Today has been an emotional rollercoaster for me, and I’m not 100% sure why. I just know that I’m finding myself quite sad this evening. I have a couple theories as to why:
1) I’ve been praying for a large number of people later. Normally prayer does not make me said, and it’s not the actual act of praying that has made me said, but the reason I’ve had to say the prayers. It seems like there are so many people that are sick, struggling, in danger, or having troubles and are in need of prayer right now. It just seems like an overwhelming amount compared to my usual prayer list. This in turn makes me feel sad and guilty. It’s very hard for me to know people are having troubles and there is nothing I can personally do, except for praying for them.
2) The weather today was dreary and cold. There was not a single ray of sunshine that touched my skin today and the chill in the air had me in a jacket and gloves this morning. Normally, I enjoy the cold and the greyness of the air doesn’t bother me, but today it just seemed sad outside. I felt like the weight of the world resided in the sky today and like I would never see sunshine again.
3) My mother and I went baby shopping today for family and a family friend who are both due at the end of the year. Again, this normally doesn’t bother me and I actually had fun while I was partaking in the shopping, but at the same time, it’s just another reminder that we are not pregnant yet.

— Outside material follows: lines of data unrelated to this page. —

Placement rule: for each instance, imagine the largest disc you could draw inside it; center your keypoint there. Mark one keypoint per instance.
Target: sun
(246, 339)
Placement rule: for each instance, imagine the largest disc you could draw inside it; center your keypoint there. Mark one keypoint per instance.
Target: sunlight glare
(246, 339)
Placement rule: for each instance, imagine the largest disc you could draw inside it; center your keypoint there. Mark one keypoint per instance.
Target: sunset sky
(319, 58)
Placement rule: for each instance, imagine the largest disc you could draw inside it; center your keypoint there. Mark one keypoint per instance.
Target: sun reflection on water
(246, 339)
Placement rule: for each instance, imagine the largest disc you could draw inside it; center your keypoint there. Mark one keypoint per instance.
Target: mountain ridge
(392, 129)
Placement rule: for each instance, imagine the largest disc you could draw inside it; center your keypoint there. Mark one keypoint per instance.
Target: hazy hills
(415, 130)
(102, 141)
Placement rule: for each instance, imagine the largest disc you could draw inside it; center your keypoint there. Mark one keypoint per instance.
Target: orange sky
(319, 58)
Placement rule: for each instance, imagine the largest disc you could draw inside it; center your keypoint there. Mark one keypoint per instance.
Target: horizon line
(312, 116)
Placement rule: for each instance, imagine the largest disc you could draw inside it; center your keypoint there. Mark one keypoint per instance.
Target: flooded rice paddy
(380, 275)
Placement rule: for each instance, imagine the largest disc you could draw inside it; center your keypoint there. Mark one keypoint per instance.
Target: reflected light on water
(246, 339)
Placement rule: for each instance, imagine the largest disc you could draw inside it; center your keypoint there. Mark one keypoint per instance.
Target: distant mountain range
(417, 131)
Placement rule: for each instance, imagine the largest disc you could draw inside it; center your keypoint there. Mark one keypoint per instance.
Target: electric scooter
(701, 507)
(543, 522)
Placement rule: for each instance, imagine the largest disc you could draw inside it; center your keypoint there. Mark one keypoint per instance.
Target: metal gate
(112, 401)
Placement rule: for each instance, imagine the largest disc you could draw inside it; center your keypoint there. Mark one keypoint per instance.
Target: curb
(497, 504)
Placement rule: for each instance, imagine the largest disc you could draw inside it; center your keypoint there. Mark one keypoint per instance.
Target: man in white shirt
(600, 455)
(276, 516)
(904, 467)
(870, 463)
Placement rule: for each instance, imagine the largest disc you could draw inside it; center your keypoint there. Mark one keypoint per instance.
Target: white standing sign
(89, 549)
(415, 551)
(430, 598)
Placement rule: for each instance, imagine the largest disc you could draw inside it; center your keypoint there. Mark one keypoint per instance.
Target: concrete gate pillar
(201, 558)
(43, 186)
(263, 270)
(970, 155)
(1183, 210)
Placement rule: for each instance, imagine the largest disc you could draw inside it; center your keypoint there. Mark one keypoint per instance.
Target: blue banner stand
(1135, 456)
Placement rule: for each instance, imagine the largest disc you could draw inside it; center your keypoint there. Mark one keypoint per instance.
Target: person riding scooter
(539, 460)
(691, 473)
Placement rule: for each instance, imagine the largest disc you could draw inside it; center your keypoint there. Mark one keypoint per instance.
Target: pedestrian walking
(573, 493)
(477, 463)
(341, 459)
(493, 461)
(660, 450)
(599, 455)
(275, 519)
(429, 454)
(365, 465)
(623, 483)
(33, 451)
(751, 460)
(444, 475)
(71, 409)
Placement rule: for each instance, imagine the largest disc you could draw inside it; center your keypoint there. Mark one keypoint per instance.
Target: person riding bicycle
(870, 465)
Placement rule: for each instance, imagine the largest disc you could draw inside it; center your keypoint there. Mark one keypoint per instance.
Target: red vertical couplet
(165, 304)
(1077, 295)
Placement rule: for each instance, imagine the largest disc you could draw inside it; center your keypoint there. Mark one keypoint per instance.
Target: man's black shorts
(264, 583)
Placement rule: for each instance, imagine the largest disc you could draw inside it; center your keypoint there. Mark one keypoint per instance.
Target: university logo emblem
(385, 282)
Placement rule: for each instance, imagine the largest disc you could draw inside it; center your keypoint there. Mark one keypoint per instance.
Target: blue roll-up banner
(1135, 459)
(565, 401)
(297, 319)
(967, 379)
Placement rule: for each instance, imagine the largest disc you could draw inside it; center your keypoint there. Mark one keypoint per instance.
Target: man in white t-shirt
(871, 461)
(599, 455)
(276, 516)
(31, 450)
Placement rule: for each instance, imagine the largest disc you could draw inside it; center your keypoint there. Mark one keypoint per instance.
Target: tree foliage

4) My hormones are all over the place. I’m angry, sad, happy, in tears, and laughing within a 5 minute span of time. I don’t know what’s going on with them. I’m also exhausted from this illness still and I’m concerned about the severe pain in my left breast. It’s a pain I’ve never felt before and it hasn’t let up in 24 hours now. I’m hoping it’s just a really bad case of PMS, but if it’s not gone by early next week I think I’m going to make an appointment to get it checked out.
So, I’m guessing that my sadness is tied to a combination of all the above factors. I’m hoping that some extra sleep and a nice big breakfast tomorrow will help me get back out of this funk. I honestly hate feeling sad and I hate relishing in self-pity which I find myself doing a lot tonight.